Elvira und Mihai Tepes hatten noch nie von einem Yak-Drachen gehört. Sie hatten noch nicht einmal einen normalen Yak in freier Wildbahn gesehen. Einen Drachen auch nicht. Zunächst waren sie strikt, ohne jeden Zweifel und unwiderruflich gegen die ganze Aktion. Schon die Vorstellung, dass ihre Töchter nächtelang allein durch die Weltgeschichte flogen!
Doch dann versprach Silvania, dass sie alle dreihundert Meter eine Textnachricht schreiben würde. Daka versprach, dass sie zur Sicherheit auch noch eine Fledermauspost schicken würde.

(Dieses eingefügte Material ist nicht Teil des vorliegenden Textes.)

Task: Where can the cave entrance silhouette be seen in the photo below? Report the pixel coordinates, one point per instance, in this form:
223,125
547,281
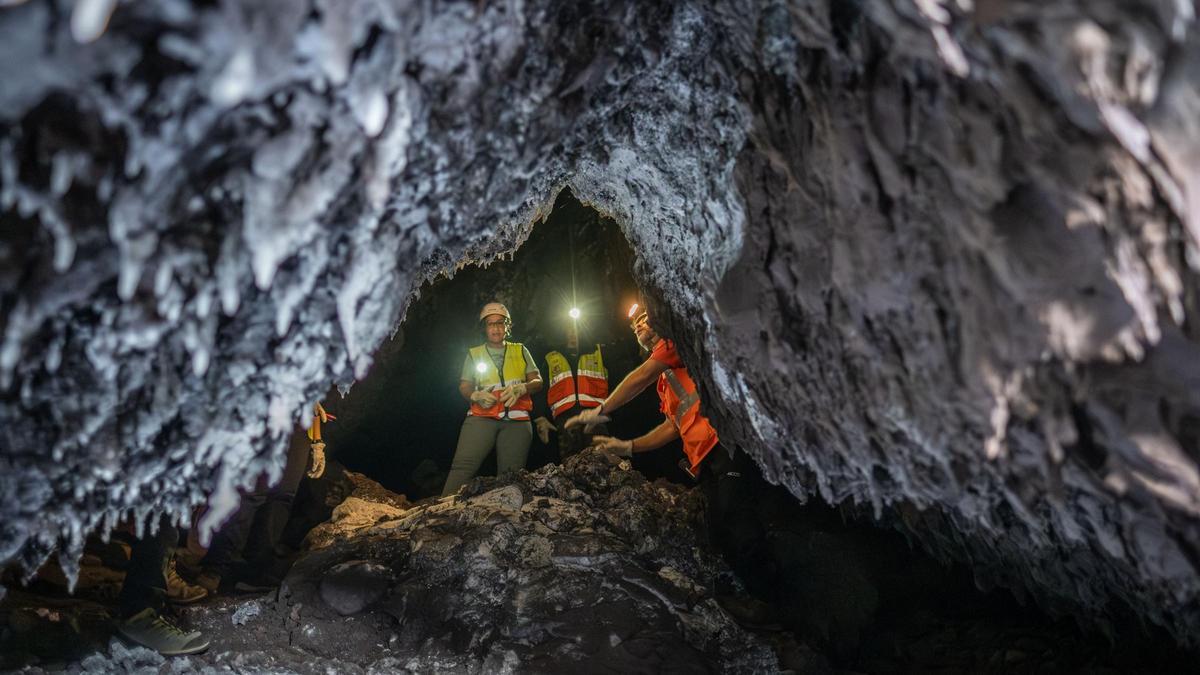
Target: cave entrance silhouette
400,424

Mihai und Elvira kamen ins Grübeln.
Silvania versprach, dass sie trampen würden, und Daka versprach, dass sie beim Trampen zu keinem einsamen, fremden Piloten aufs Flugzeug steigen würden, sondern nur auf voll besetzte Flugzeuge mit netten Stewardessen.
Mihai und Elvira fingen an zu schwanken, zögerten aber noch immer.
Schließlich erklärte Daka mit geschwollener Brust, dass es um den Ruf der Halbvampire der ganzen Welt ging und sie Kerul nicht im Stich lassen dürften. Silvania fügte hinzu, dass Kerul als virtueller Zwilling fast so etwas wie blutsverwandt wäre und Verwandtschaft müsse zusammenhalten. Auch und gerade, wenn es gefährlich wurde. Das würde sogar Onkel Vlad sagen.
Da musste Mihai Tepes vor Rührung seufzen und vor Stolz schniefen. Das waren seine Töchter! Sie setzten sich für andere ein, hielten zusammen und scheuten dabei keine Gefahren. Fast wie echte Vampire.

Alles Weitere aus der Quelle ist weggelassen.